Gresik – PT Kereta Api Indonesia (KAI) Daop 8 Surabaya memastikan akan menempuh jalur hukum setelah insiden tragis yang melibatkan kereta Commuter Line (CL) Jenggala dan sebuah truk bermuatan kayu. Kecelakaan yang terjadi pada Selasa (8/4) pukul 18.35 WIB di perlintasan langsung antara Stasiun Indro dan Stasiun Kandangan itu menewaskan asisten masinis, Abdillah Ramdan.

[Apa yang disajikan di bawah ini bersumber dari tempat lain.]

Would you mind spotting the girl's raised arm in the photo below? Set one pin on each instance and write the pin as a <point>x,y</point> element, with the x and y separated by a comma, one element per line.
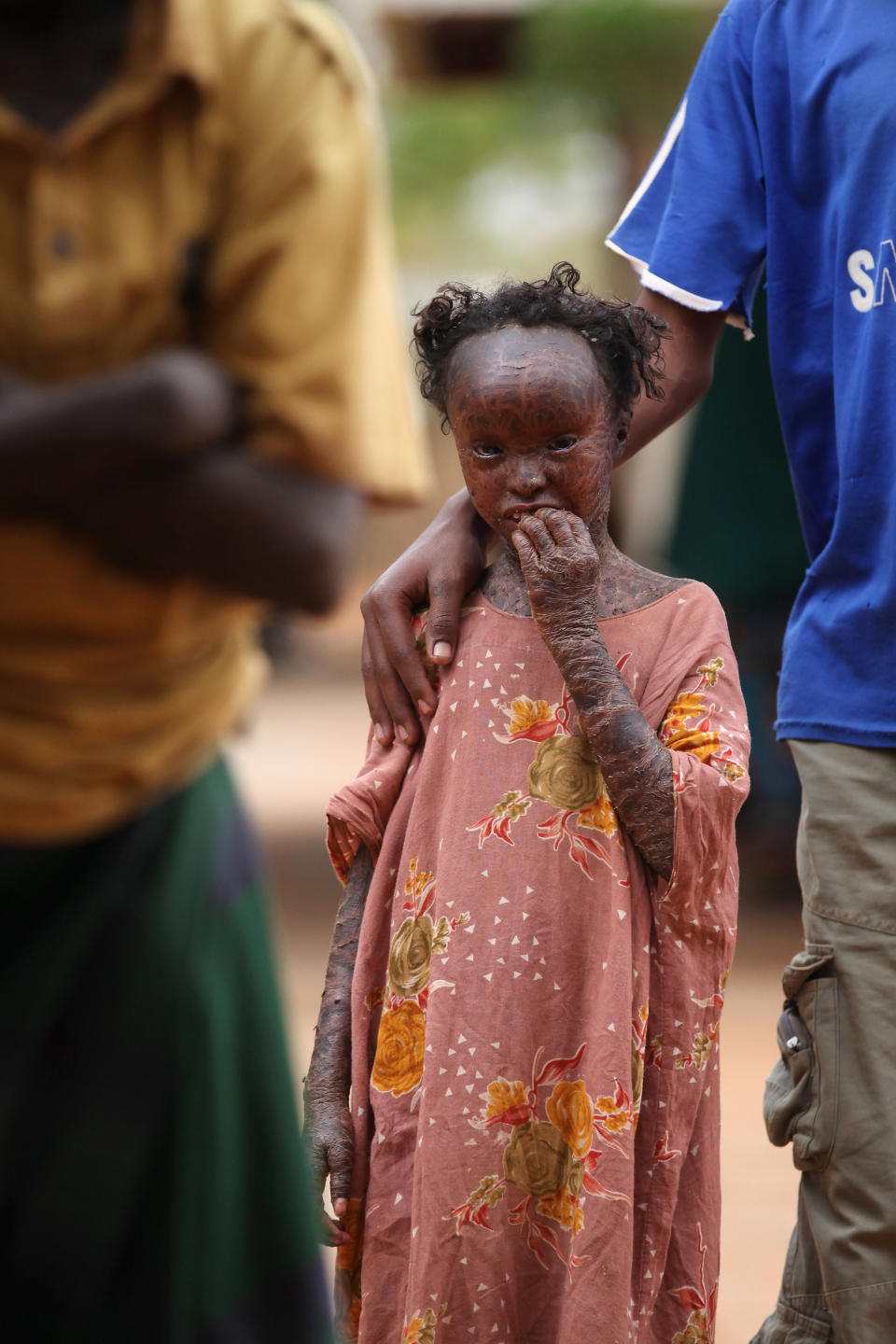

Manajer Humas KAI Daop 8 Surabaya, Luqman Arif, menyebut pengemudi truk yang merupakan milik PT Garuda Trans diduga kuat melanggar aturan lalu lintas dan undang-undang perkeretaapian.
“Kami akan memproses kasus ini secara hukum dengan berkoordinasi bersama pihak kepolisian. Ini bukan hanya soal kerugian operasional, tetapi menyangkut nyawa petugas kami,” ujar Luqman, Rabu (9/4).
Tragedi ini kembali menyoroti bahaya perlintasan sebidang yang tak terjaga. KAI pun mendesak pemerintah daerah dan para pemangku kepentingan untuk segera menutup perlintasan liar serta mempercepat pembangunan flyover atau underpass di titik rawan.
“Edukasi kepada masyarakat terus kami lakukan, baik melalui sosialisasi langsung, kampanye keselamatan, maupun kerja sama dengan kepolisian dan dinas perhubungan,” tambah Luqman.
Kecelakaan ini menjadi pengingat keras akan pentingnya keselamatan di setiap perlintasan kereta, serta perlunya langkah cepat dan konkret dari pemerintah daerah untuk mencegah jatuhnya korban jiwa berikutnya.